Scientific instruments on the Rosetta spacecraft have detected amino acids and elements that are vital to life in the cloud of gases surrounding Comet 67P/Churyumov-Gerasimenko, reports Space.com.
These findings are the first of their kind, and add evidence to the theory that comets and meteors could have played a big role in the early development of life on Earth.
The amino acid glycine, along with some organic molecules and the element phosphorous, were spotted by the Rosetta spacecraft, which has been circling the comet since 2014. While glycine has been previously extracted from dust samples taken from comets before, brought back y NASA’s Stardust mission, this is the first time these compounds have been seen in space, naturally vaporized.

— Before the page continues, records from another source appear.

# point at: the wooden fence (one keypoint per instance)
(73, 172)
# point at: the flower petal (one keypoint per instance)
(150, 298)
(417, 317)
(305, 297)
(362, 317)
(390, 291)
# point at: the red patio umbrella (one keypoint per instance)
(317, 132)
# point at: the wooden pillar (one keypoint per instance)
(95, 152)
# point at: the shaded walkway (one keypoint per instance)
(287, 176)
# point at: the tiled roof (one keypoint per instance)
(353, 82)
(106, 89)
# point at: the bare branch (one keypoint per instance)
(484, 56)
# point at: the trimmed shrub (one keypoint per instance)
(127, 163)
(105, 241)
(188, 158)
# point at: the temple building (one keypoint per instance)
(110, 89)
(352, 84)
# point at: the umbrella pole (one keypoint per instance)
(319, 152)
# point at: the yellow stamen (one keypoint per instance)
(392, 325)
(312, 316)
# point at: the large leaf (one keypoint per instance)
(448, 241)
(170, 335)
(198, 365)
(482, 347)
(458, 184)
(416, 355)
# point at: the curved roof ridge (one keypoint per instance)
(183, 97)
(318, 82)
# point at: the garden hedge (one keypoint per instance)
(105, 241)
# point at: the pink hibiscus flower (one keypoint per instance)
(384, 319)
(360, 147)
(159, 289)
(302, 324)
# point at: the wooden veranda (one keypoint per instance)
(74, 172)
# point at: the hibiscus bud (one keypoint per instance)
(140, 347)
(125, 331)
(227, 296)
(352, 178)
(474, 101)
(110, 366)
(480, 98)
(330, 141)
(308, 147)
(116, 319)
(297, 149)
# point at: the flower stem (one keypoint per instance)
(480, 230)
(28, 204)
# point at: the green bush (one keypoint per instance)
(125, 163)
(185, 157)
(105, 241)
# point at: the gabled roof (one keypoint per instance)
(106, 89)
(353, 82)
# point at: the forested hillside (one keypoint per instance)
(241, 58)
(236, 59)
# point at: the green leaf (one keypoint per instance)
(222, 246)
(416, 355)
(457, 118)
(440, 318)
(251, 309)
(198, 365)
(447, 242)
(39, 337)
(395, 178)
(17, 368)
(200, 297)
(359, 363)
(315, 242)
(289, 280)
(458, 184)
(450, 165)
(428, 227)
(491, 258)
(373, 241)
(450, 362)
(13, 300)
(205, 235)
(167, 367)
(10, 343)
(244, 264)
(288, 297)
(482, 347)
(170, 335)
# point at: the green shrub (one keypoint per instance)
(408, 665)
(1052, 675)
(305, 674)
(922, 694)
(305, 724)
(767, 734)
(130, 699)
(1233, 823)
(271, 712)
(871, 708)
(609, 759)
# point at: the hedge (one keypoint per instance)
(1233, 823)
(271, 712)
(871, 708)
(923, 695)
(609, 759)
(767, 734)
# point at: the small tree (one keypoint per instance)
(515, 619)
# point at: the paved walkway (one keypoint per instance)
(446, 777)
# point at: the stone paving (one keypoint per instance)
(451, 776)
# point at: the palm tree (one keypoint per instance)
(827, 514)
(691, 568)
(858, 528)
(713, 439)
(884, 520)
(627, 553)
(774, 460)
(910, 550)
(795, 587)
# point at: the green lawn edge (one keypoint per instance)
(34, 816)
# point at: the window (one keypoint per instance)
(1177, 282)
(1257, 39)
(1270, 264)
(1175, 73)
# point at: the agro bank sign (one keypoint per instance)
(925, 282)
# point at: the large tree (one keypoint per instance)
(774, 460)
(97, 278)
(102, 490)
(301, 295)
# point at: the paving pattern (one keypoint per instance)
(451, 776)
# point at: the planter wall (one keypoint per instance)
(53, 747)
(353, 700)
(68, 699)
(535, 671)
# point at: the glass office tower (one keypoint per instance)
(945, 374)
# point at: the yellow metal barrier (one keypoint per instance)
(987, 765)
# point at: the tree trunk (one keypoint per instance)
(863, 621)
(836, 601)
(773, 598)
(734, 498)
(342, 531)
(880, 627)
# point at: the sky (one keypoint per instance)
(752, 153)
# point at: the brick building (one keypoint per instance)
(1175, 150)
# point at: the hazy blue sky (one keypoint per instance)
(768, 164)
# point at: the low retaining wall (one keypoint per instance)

Kathrin Altwegg of the University of Bern in Switzerland is the primary scientist for the Rosetta mission’s ROSINA instrument.
With all the organics, amino acid and phosphorus, we can say that the comet really contains everything to produce life — except energy,
she says. “Energy is completely missing on the comet, so on the comet you cannot form life. But once you have the comet in a warm place — let’s say it drops into the ocean — then these molecules get free, they get mobile, they can react, and maybe that’s how life starts.”
Glycine, which is one of the simplest amino acids, is generally bound up as a solid, making it difficult to spot from far away, Altwegg says. Scientists have long been searching for glycine in star-forming regions of space. In this discovery, the Rosetta was close enough to the comet to pick up the glycine released by the comet’s dust material as they were heated by the sun.
Amino acids form the foundation for proteins, which are complex molecules that are important to life on Earth. Altwegg’s team tried looking for other amino acids around the comet, but glycine was the only one found, as this is the only amino acid that can form without liquid water.
Altwegg theorizes that the glycine most likely didn’t form on the comet itself, but in the dust and debris present in the solar system when planets and planetary bodies formed. “The solar system was made out of material which formed in a disk, in a solar nebula,” Altwegg says. “In these clouds, it’s pretty cold, so the chemistry you do there is catalytic chemistry on the dust surfaces. And these very small dust grains [1 micron in size] are very good to lead to organic chemistry. This is also done in the lab.”
Earth was too hot for similar sensitive amino acids to survive its formation, Altwegg says. Only the smallest bodies in the solar system stayed cold, so the glycine that formed then could have helped life that was newly forming on Earth if comets had brought it.
More complex amino acids need liquid water to form, so they would have formed on Earth. The Rosetta findings corroborate this as glycine was the only amino acid found near Comet 67P.
Altwegg’s team is currently analyzing all the organics the Rosetta found. “And I think the next step goes to the biochemists, how to make something meaningful out of this,” Altwegg says.
This discovery is important to researchers who are trying to understand the early solar system. “For astrobiology, it’s a very important measurement,” Altwegg says. “And it’s not only life on Earth; the material in comets has been formed in a protostellar cloud, and what could have happened here in our protostellar cloud could have happened everywhere in the universe. Then you can ask yourself the question: How many Earths are there, how many evolved life or re-evolved life?”
The study was published in the journal Science Advances.